Menawarkan pendidikan berkualitas di bawah Kementerian Dalam Negeri (Kemendagri) dan jaminan menjadi Calon Pegawai Negeri Sipil (CPNS) setelah lulus, IPDN menjadi magnet bagi ribuan pendaftar setiap tahunnya. Pada tahun 2022 saja, tercatat 32.175 peserta bersaing memperebutkan 1.230 kursi.
Dengan tingkat keketatan yang sangat tinggi, calon praja IPDN harus mempersiapkan diri secara ekstra keras untuk bisa lolos serangkaian tahapan seleksi yang ketat.

Selain Seleksi Kompetensi Dasar (SKD) dan tes psikologi, salah satu tahapan yang paling krusial dan sering menjadi momok adalah Tes Fisik IPDN.
Memahami jenis-jenis tes fisik ipdn 2025 dan persyaratannya menjadi kunci penting bagi kesuksesan Anda.
Artikel ini akan membahas secara lengkap mengenai rangkaian seleksi masuk IPDN, dengan fokus utama pada tes fisik ipdn, baik untuk pria maupun wanita, beserta tips persiapannya.
Rangkaian Seleksi Masuk IPDN: Lebih dari Sekadar Akademik
Proses seleksi masuk IPDN tidak hanya menguji kemampuan akademis, tetapi juga kesiapan fisik, mental, dan integritas calon praja.
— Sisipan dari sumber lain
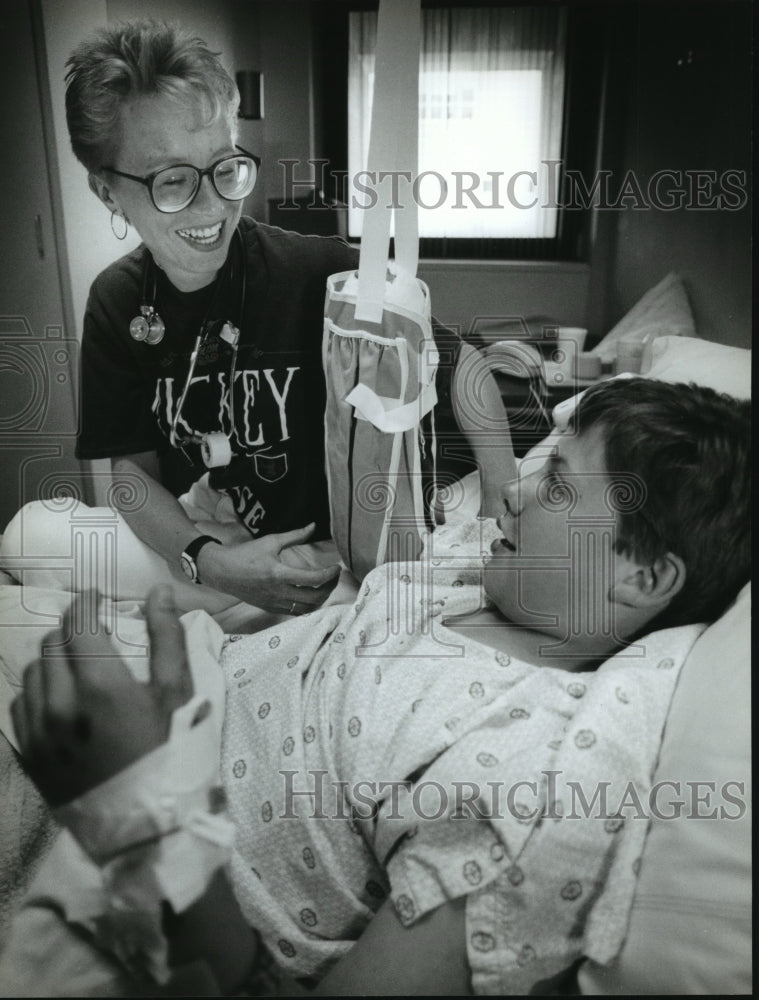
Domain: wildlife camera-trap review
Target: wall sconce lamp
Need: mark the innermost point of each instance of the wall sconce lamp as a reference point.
(250, 83)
Secara umum, tahapan seleksi IPDN meliputi:
- Seleksi Administrasi: Verifikasi kelengkapan dan kesesuaian dokumen persyaratan, termasuk nilai rapor, ijazah, dan syarat usia.
- Seleksi Kompetensi Dasar (SKD): Menggunakan sistem Computer Assisted Test (CAT) BKN, meliputi Tes Wawasan Kebangsaan (TWK), Tes Intelegensi Umum (TIU), dan Tes Karakteristik Pribadi (TKP). Passing grade dan bobot nilai setiap subtes ditentukan oleh KemenPANRB.
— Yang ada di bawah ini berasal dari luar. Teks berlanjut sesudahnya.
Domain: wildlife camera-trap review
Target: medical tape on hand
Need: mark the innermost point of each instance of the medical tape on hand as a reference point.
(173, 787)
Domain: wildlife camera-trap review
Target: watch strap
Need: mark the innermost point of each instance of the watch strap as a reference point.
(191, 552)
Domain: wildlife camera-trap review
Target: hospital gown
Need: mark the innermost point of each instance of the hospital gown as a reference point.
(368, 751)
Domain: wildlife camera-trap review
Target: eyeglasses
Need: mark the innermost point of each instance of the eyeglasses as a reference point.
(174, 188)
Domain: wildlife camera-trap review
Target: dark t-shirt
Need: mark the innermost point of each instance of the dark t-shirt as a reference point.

- Tes Kesehatan Tahap I: Dilakukan di rumah sakit Bhayangkara/Biddokkes Polda setempat, meliputi pemeriksaan menyeluruh bagian dalam dan luar tubuh (anatomi, fisiologi, estetika), serta anamnesis riwayat penyakit.
- Tes Psikologi, Integritas, dan Kejujuran: Dilakukan oleh Biro SDM Polda, mengukur berbagai aspek psikologis seperti tingkat kecerdasan, kemampuan analisa, ketahanan kerja, serta aspek integritas dan kejujuran.
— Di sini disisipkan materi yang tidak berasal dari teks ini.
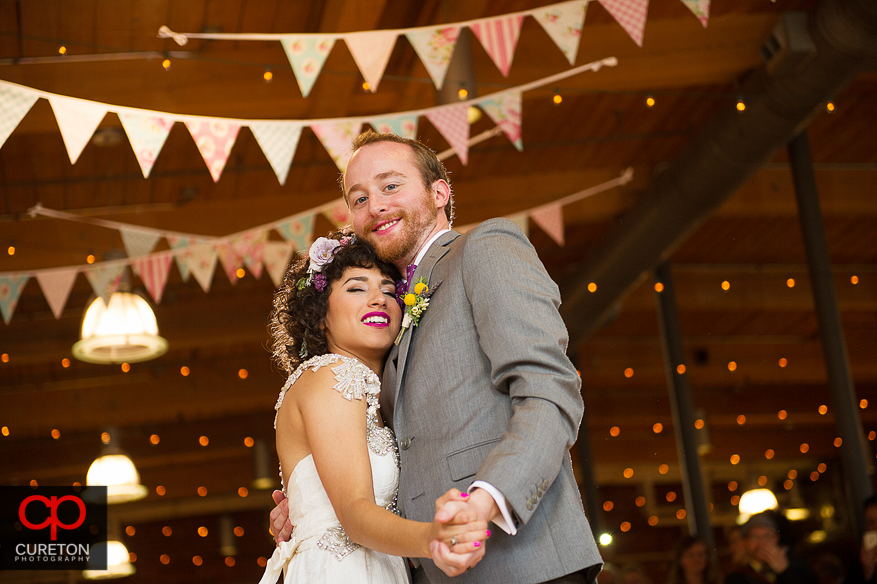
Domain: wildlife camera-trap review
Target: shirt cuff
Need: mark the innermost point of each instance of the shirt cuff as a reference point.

- Pantukhir (Penentuan Akhir): Tahap ini adalah penentuan akhir yang biasanya dilaksanakan di kampus IPDN Jatinangor. Pantukhir mencakup verifikasi ulang dokumen, tes kesehatan tahap II, pemeriksaan penampilan, wawancara akhir, dan yang paling penting, Tes Kesamaptaan (yang sering disebut Tes Fisik IPDN).